PCPR prende dois homens em operação contra crimes sexuais em Cafelândia. Um preso por material de abuso infantojuvenil; outro por posse irregular de munições.
A Polícia Civil do Paraná (PCPR) prende crimes sexuais em operação realizada em Cafelândia no Oeste paranaense. Durante ação executada na quarta-feira (24), dois homens foram detidos por práticas criminosas distintas, com destaque para apreensão de material de abuso envolvendo menores de idade.

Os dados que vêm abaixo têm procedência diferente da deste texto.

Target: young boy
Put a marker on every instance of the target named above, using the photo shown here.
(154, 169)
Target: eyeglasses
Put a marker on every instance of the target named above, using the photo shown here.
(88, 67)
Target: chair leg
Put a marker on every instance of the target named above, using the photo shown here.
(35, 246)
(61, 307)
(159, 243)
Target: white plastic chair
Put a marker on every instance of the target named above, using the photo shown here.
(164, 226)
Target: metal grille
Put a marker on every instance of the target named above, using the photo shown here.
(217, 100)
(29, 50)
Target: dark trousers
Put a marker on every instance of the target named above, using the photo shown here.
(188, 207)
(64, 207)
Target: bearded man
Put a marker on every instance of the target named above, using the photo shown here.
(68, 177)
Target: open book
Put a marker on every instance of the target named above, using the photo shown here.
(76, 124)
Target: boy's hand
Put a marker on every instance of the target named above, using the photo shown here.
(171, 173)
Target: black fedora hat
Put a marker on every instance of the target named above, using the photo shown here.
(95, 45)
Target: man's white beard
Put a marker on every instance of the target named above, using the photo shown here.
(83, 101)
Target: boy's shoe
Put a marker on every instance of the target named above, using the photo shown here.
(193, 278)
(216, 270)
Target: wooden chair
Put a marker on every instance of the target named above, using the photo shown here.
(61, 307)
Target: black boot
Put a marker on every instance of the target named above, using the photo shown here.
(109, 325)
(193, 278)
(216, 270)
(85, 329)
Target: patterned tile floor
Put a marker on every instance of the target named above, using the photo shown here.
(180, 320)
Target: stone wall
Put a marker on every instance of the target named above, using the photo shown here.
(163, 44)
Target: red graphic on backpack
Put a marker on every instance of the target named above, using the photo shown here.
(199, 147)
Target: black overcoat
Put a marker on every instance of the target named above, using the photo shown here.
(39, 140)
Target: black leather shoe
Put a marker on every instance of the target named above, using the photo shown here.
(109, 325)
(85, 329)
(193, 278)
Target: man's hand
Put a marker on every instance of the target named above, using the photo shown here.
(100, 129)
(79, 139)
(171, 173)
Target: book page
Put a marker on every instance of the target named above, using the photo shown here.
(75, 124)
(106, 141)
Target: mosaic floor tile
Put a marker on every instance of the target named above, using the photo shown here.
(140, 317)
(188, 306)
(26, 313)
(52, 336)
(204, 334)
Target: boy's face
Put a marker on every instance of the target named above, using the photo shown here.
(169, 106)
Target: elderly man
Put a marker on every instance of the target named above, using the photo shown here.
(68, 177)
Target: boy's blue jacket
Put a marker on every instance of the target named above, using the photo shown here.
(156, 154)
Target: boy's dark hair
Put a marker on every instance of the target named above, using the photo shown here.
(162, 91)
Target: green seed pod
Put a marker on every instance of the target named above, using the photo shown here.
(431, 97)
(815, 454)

Investigação sobre abuso sexual infantojuvenil
O caso teve origem em denúncias relatando que o principal investigado teria filmado duas filhas, de 10 e 4 anos, durante o banho, além de perpetrar atos sexuais contra as crianças. O suspeito também é acusado de ameaçar a ex-companheira. Essas condutas enquadram-se como estupro de vulnerável e descumprimento de medida protetiva de urgência.

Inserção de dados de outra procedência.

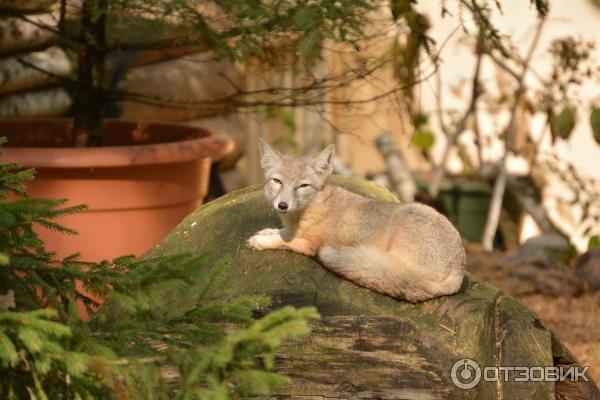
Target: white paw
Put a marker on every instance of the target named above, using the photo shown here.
(262, 241)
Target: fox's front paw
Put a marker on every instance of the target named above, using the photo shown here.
(267, 232)
(264, 241)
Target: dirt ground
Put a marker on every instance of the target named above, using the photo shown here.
(574, 320)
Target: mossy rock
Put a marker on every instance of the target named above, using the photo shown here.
(370, 346)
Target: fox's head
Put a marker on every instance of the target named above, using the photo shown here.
(293, 183)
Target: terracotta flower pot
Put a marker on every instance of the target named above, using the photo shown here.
(139, 186)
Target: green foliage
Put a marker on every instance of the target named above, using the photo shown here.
(594, 243)
(218, 350)
(564, 123)
(595, 123)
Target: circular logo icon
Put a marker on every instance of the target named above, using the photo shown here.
(465, 373)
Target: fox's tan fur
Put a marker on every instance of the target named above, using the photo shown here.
(406, 251)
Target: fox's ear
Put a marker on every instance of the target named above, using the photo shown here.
(269, 157)
(323, 163)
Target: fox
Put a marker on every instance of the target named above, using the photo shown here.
(406, 251)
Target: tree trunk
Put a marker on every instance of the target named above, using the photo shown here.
(89, 96)
(34, 32)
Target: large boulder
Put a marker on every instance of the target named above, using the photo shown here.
(367, 345)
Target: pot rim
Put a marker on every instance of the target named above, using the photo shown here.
(213, 145)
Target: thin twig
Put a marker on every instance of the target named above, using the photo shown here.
(451, 138)
(493, 217)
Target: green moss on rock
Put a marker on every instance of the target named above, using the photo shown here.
(367, 345)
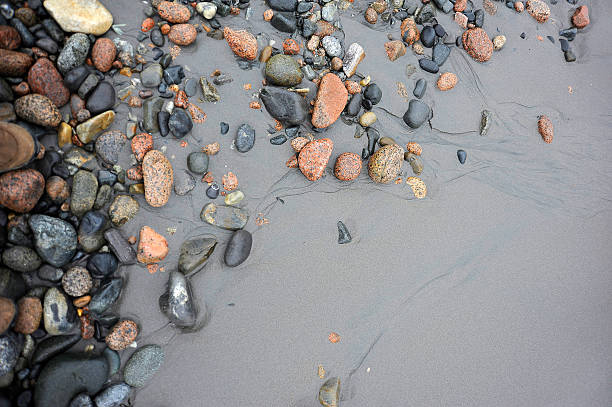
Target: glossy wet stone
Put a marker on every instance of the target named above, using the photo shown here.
(225, 217)
(238, 248)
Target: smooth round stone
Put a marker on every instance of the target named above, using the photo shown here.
(55, 240)
(106, 296)
(238, 248)
(177, 302)
(419, 88)
(20, 258)
(197, 162)
(418, 112)
(194, 253)
(212, 191)
(113, 395)
(283, 70)
(428, 36)
(180, 123)
(143, 364)
(183, 182)
(58, 313)
(101, 99)
(373, 93)
(53, 345)
(67, 375)
(102, 265)
(245, 138)
(428, 65)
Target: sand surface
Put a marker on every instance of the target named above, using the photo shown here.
(492, 291)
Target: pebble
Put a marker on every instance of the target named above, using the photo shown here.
(67, 375)
(418, 113)
(20, 190)
(55, 240)
(87, 131)
(177, 302)
(142, 365)
(461, 155)
(29, 315)
(447, 81)
(245, 138)
(545, 128)
(158, 177)
(194, 252)
(44, 79)
(84, 190)
(58, 313)
(344, 236)
(385, 164)
(330, 101)
(102, 98)
(84, 16)
(283, 70)
(38, 109)
(21, 258)
(347, 167)
(539, 10)
(122, 334)
(288, 107)
(13, 63)
(112, 396)
(225, 217)
(109, 144)
(197, 162)
(241, 42)
(182, 34)
(183, 183)
(106, 296)
(238, 248)
(74, 53)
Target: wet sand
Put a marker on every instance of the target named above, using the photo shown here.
(494, 290)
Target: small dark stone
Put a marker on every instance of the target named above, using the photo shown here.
(212, 191)
(238, 248)
(461, 155)
(344, 235)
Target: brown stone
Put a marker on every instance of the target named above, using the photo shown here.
(45, 79)
(330, 101)
(241, 42)
(152, 247)
(20, 190)
(103, 54)
(313, 158)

Durante cumprimento dos mandados judiciais, policiais localizaram aparelho celular com material de abuso envolvendo as duas vítimas. O dispositivo será submetido a perícia para subsidiar investigação dos crimes de estupro em andamento.
Prisão e apreensões realizadas
O homem investigado por abuso foi preso em flagrante por armazenamento de material de abuso sexual infantojuvenil, crime previsto no Estatuto da Criança e do Adolescente. A detenção ocorreu durante cumprimento de mandado de busca e apreensão.
Em residência diversa, segundo informações da PCPR, outro indivíduo foi preso por posse irregular de munições de uso permitido e de uso restrito, violando legislação federal sobre armas.
Coordenação judiciária
Os mandados foram expedidos pela Justiça no contexto de investigação criminal complexa envolvendo múltiplos delitos. O delegado Lucas Santana coordenou a operação, destacando a importância da apreensão de evidências digitais para elucidação dos crimes investigados.
A ação integra esforços continuados da polícia no combate a crimes contra crianças e adolescentes no Estado do Paraná, reafirmando prioridade institucional na proteção de menores.